The forward function of the GPT4 class starts by taking text_tokens as input. This variable represents the tokenized input sentences.

In the forward function, a Transformer (loaded by the decoder) is applied to forward text_tokens. The result is a model_input variable, which is then passed into the decoder along with the padded_x parameter.

If exceptions occur during the forward pass, they are caught and logged in the console, and the exception is re-raised.

Usage

Here's how you can use the GPT4 class:

import torch
from torch import nn

from zeta.models import GPT4

# Initialize with default parameters
model = GPT4()

# Representing 3 sequences of the maximum length of 8192
input = torch.randint(0, 50432, (3, 8192))

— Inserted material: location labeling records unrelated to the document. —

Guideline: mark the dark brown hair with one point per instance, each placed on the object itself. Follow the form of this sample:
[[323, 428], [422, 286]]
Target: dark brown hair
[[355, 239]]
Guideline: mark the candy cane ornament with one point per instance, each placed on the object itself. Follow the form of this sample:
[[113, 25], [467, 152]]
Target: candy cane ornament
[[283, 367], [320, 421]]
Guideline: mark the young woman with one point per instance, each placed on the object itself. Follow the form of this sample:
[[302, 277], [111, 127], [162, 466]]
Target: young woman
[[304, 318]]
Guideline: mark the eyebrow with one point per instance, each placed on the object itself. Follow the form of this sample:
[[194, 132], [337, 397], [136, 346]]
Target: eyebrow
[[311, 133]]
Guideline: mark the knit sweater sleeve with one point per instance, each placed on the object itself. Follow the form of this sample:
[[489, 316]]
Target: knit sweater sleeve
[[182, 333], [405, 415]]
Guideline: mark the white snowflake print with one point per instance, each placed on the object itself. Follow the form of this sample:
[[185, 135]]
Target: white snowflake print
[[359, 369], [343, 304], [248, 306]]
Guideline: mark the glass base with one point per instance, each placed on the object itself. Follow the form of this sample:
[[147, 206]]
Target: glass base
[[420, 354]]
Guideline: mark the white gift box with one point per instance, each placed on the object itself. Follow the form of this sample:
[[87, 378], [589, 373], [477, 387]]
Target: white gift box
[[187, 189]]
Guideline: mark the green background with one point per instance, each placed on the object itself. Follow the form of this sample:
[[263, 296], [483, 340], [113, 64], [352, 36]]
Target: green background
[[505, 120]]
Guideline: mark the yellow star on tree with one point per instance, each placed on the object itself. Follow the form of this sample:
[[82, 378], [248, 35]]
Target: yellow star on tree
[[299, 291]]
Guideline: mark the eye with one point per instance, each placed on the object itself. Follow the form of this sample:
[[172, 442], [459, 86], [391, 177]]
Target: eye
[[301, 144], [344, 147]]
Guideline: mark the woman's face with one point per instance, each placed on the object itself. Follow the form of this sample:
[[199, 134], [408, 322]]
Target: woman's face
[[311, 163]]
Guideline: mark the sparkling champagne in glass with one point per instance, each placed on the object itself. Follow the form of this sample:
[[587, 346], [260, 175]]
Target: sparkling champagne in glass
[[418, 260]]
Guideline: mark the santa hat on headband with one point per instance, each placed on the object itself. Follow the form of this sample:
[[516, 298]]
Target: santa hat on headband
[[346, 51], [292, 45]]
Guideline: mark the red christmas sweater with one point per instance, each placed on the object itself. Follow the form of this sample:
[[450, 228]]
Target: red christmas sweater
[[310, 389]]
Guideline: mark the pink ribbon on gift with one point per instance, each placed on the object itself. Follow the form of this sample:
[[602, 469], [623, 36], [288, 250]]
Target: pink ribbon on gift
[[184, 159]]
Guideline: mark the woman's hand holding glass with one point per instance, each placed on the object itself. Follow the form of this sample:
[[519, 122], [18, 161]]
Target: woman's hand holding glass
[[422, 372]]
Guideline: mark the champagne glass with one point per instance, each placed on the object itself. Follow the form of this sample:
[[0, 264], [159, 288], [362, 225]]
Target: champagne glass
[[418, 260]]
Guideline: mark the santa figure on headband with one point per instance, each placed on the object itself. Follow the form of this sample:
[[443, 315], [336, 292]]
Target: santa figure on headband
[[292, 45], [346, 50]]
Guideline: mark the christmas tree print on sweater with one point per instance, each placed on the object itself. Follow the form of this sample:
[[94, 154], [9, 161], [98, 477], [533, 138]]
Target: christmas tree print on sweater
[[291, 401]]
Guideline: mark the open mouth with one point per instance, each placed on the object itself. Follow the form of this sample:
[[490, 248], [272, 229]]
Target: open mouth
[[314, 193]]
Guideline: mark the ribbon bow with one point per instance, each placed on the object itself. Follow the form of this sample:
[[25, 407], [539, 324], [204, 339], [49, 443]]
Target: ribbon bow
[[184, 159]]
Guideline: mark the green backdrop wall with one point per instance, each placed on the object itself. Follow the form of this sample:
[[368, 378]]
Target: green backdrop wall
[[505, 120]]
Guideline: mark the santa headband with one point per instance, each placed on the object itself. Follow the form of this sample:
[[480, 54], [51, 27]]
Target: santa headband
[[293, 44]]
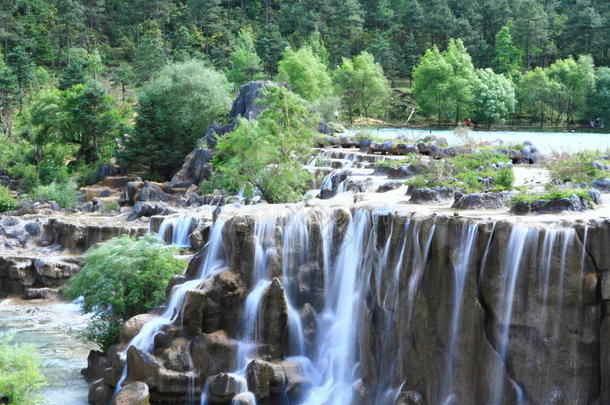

# Pass the input to the model's forward method
output = model.forward(input)

Conclusion

The GPT4 class is a powerful tool for creating Transformer-based language models. With the flexibility it provides, users can customize the model per their requirements and specifications. Whether it be altering the dimensionality, the number of heads in multihead attention, or whether to use absolute position embeddings, the GPT4 class provides a versatile and flexible architecture for your next natural language processing project.